Zarządzanie w łańcuchu jest zwykle określane przez głosowanie ważone monetami wśród posiadaczy tokenów zarządzania. Ale jeśli te tokeny zarządzania znajdują się w puli pożyczek flash, każdy atakujący może wziąć ogromny stos monet i polegać na dowolnym wyniku.

Oczywiście większość protokołów zarządzania wymaga blokowania tokenów podczas głosowania, co pomaga w zwalczaniu ataków na pożyczki flash. Ale niektóre formy głosowania tego nie wymagają, takie jak głosowanie węglowe lub umowa operacyjna Makera. Przy dzisiejszych atakach na pożyczki błyskawiczne te formy głosowania należy uznać za całkowicie zepsute.
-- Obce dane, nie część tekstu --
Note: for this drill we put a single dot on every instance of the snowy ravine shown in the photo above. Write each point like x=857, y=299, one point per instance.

Najbardziej logiczną rzeczą jest to, że token zarządzania całkowicie nie pożycza, ale zależy to od rynku. Dlatego wszystkie czynności administracyjne powinny wymagać blokady, aby zapobiec atakom na pożyczki flash. Nowy token COMP Compound idzie o krok dalej, synchronizując wszystkie głosy protokołu, natychmiast osłabiając nawet sporadyczne ataki pożyczkowe przeciwko tokenowi zarządzania.
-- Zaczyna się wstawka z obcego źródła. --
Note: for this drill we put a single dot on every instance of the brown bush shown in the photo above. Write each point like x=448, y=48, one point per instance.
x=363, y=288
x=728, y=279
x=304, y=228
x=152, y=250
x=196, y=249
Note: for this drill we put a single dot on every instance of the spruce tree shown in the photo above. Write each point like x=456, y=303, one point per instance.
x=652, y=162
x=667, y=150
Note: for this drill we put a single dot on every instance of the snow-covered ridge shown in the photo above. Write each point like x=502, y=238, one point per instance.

Ogólnie rzecz biorąc, wszystkie tokeny zarządzania muszą mieć czas. Blokada czasowa, która wykonuje wszystkie decyzje administracyjne, musi odczekać pewien okres czasu, zanim zaczną one obowiązywać (dla złożonej blokady czasowej wynosi 2 dni). Pozwala to na odzyskanie systemu po nieprzewidzianych atakach administracyjnych.

Znaczenie na dłuższą metę 

Wierzę, że ataki bZx zmieniły wszystko.

To nie będzie ostatni atak pożyczki błyskawicznej. Drugi atak bZx jest pierwszym klonem i wątpię, czy wywoła falę ataków w nadchodzących miesiącach. 

I stało się to całkowicie, w szeregu ataków na pożyczki błyskawiczne miały miejsce takie jak Harvest Finance (33,8 mln USD), Value DeFi (7 mln USD), Akro (2 mln USD), Cheese Bank (3,3 mln USD), a ostatnio OUSD (7 mln USD). mln USD).

Epilog 

Jest to prawdopodobnie jedna z motywacji Ethereum do szybkiego przejścia na Ethereum 2.0. DeFi nie jest stabilne w łańcuchu PoW, gdyby protokoły DeFi istniały na oddzielnych fragmentach w Ethereum 2.0 , nie byłyby podatne na pożyczki flash.

Atak pożyczek Flash daje nam małe, ale przydatne przypomnienie, że każda platforma dopiero się zaczyna, a uzyskanie zrównoważonej architektury do budowy systemu finansowego przyszłości zajmuje dużo czasu.

Artykuł został przetłumaczony i zredagowany na podstawie oryginalnego artykułu opublikowanego przez Dragonfly Research.